With no safe haven, more than 1,200 Syrian refugees pour into Lebanon daily.
Most of them are mothers and children with no idea where they will live. Because Lebanon does not have any refugee camps, the government is concerned that could create a long-term crisis.
One family of 20 from Homs had waited all day to cross at the Syrian-Lebanon border.
One woman said they would stay in Lebanon as long as the situation was bad in Syria.
“We have nothing. We will live with what we can,” she said. “I think we will build a tent and live there.”
The parents’ only worry: keeping their children safe no matter where they ended up.
In Lebanon’s Bekaa Valley, families lived anywhere they could.
Aid workers from Save the Children told ABC News about refugees living in an abandoned prison.
At the former jail, a woman who spoke English told ABC News that five people lived in one cell.
“Very cold!” she said.
She said that she’d been an English teacher in Damascus; her husband, a banker. Their beautiful home was destroyed in Syria and now she lives in a small cell.
The former prison is now home to more than 60 children. There are bars on the windows and bare cement floors — stark reminders that they are no longer home.
Hamid, 10, saw his neighborhood bombed by President Bashar Assad’s forces. Dead bodies littered the streets.
“I want to see my dad,” he told ABC News.
Another little girl noded when asked whether she missed her father as well.
It has been months since these children have seen their dads.
More than half of the refugees in this crisis are children, according to the United Nations. Many of them have been out of school for nearly two years.
Programs like Save the Children have stepped in to fill some of the need. Save the Children told ABC News that $20 could purchase an entire student kit including pencils, paper and a backpack — everything they need for a school that the organization has set up nearby.
“We are teaching them the basics so they don’t fall behind,” one teacher said.
Funding is limited and only 550 children are able to receive services here. Thousands still wait.
A little more than that could buy a child clothes and shoes.
When night falls, the families struggle to stay warm in the dark. It is so cold that families have to cook inside their tents.
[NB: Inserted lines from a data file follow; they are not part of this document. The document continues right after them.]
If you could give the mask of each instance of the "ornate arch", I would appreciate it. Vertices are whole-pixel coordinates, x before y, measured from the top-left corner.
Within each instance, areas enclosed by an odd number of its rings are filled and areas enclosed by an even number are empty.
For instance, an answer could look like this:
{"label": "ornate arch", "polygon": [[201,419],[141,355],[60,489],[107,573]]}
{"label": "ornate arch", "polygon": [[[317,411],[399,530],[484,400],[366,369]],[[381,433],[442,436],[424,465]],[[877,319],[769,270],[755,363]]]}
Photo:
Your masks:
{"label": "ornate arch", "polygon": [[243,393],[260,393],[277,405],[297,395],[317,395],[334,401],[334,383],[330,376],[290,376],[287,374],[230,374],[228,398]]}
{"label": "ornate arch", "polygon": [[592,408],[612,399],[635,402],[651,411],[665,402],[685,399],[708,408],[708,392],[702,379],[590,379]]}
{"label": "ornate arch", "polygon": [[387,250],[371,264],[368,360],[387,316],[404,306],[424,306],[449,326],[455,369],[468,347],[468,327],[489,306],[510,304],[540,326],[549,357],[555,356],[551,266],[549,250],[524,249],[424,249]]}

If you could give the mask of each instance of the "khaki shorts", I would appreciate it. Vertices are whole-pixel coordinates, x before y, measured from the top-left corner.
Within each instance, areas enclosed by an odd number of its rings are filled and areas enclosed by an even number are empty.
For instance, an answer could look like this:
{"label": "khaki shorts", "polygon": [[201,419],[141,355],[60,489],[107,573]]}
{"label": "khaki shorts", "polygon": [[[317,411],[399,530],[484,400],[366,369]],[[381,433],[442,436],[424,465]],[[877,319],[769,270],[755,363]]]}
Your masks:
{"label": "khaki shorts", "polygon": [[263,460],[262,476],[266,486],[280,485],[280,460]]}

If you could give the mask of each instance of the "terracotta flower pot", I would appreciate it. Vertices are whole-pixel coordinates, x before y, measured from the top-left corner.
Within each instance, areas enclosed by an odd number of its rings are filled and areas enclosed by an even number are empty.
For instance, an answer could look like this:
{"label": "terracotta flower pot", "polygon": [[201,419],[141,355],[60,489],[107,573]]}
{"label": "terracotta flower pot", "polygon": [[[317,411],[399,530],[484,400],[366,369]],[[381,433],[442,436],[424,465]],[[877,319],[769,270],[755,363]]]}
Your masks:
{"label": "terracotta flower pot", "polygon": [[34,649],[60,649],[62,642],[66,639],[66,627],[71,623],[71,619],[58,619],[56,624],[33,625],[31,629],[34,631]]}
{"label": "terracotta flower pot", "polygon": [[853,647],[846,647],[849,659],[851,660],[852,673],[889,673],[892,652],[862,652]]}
Two days ago, 17 of the tents burned to the ground. The families lost everything: clothes, food, blankets, pictures, all of their documents.
“Yes, everything,” one man said. “I can’t even provide for my children. … I can’t even buy them a toy if I want. I have nothing to offer them.”
The nights are long and with limited electricity, the families must turn in early. Many of the children are sick. They cough as they go to bed. In the morning, the coughing only gets worse.
Many suffer from respiratory infections and are struggling because of the smoke from the stoves, their thin clothing and sandals despite the freezing temperatures.
There is a real need for more food and fuel for cooking andwarmer clothing including shoes.
Everyone told ABC News that they missed their homes, their families and their ways of life. They are without money and cannot afford phones.
In the former prison, ABC News lent the mothers cell phones so they could call their families in Syria. It had been months since they’d spoken with their relatives.
The sound of “Hello” over the phone line and the smiles that followed said everything.